The meeting was created in 1956 by Ernst Leverkus, who had organized it as meeting for winter-resilient drivers of the well-known Zündapp KS 601 motorcycle-sidecar combination. The KS 601 (the "Green elephant") gave its name to the meeting.

Initially from 1956 the meeting took place at the Solitude Racetrack near Stuttgart. After changing places the organizer, BVDM, took over 1961 and placed the meeting at the Nürburgring. After serious problems and organizational changes in 1978 a transfer took place to the Salzburgring — in the first year still as an emergency meeting with 400 participants, but, starting in 1979, it became a regular meeting. Attendance is now around 5,000.

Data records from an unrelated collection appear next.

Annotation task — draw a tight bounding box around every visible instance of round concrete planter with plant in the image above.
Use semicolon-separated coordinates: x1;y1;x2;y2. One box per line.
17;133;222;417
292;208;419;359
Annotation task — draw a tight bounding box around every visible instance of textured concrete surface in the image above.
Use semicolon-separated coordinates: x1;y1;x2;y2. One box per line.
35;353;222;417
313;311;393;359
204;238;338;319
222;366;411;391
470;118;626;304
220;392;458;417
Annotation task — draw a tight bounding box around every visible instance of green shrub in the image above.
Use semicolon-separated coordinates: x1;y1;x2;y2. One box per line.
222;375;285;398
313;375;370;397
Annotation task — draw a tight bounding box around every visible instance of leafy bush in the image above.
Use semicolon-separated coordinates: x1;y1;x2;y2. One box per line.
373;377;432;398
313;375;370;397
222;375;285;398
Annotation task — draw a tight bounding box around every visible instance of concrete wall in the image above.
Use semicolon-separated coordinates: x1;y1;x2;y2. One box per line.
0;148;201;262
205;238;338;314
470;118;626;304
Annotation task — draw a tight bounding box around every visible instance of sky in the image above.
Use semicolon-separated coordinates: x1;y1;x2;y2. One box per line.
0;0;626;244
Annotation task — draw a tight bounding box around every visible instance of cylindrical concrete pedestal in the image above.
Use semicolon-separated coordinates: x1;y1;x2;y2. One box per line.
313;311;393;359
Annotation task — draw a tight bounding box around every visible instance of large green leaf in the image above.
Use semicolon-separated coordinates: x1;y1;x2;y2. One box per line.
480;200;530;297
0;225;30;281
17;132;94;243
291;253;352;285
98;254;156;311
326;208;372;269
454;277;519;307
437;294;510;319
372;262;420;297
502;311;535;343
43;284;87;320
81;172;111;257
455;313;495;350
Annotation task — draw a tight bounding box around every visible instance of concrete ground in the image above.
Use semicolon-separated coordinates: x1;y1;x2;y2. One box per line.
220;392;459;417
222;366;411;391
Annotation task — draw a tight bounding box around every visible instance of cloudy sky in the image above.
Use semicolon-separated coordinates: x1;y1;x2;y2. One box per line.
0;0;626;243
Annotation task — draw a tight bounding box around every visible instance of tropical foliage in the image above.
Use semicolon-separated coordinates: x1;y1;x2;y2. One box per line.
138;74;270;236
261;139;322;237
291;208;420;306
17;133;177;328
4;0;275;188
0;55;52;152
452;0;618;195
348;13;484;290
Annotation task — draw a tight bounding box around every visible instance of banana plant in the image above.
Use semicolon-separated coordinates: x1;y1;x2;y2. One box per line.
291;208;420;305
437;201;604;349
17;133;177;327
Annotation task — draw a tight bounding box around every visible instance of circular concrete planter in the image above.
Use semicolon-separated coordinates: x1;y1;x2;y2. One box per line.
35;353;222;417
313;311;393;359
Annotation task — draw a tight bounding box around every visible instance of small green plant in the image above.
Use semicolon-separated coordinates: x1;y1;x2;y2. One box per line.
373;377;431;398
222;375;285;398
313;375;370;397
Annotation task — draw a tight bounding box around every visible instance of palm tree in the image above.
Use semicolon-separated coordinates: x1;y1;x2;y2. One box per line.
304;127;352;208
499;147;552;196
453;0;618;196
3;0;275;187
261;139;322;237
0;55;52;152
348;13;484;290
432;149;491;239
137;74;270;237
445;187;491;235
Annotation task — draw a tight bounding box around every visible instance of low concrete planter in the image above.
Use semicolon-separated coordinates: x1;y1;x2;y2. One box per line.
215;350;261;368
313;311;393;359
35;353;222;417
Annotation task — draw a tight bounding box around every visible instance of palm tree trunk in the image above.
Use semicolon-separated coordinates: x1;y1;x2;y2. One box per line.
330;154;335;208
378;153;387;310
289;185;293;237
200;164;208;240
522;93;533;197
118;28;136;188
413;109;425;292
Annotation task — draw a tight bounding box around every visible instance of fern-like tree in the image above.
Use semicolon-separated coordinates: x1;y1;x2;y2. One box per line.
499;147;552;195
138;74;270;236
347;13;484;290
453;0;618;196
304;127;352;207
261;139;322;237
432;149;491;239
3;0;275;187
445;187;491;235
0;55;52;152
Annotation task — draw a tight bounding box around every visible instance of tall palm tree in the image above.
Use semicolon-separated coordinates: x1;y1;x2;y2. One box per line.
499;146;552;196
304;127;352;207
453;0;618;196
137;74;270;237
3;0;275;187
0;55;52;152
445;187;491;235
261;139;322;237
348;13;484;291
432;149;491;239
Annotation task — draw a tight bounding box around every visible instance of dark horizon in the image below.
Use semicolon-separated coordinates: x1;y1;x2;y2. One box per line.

In 1988 the rally was canceled, as BVDM no longer wished to bear the liability and risk for it. At the Salzburgring only a privately organized emergency meeting took place. Since 1989 the meeting has taken place in the same area as the Stock Car club. The most important change is the complete prohibition of all vehicles except motorcycles for several kilometers around the periphery of the meeting area.

New regulations called Zurück für die Zukunft, or "Backwards for the Future" in English, were established for the 2015 rally to enforce a return to the event's spartan roots. The rules are meant to ensure that participants do not stage elaborate tents with furnaces or trailer their vehicles to the event. They are now required not to stop to unload trailers or lorries in surrounding towns and roads, to only bring street-legal motorcycles or sidecars on the campsite, and to carry all their camping gear on motorcycles.

==Old Elephant Rally==
After the rally was canceled in 1988, some private individuals organized a parallel alternative meeting, which has taken place since then each year. Since 1990 it is held at the Nürburgring under the name Altes Elefantentreffen (Old Elephant Rally). It takes place as a rule two weeks after the Elephant Rally.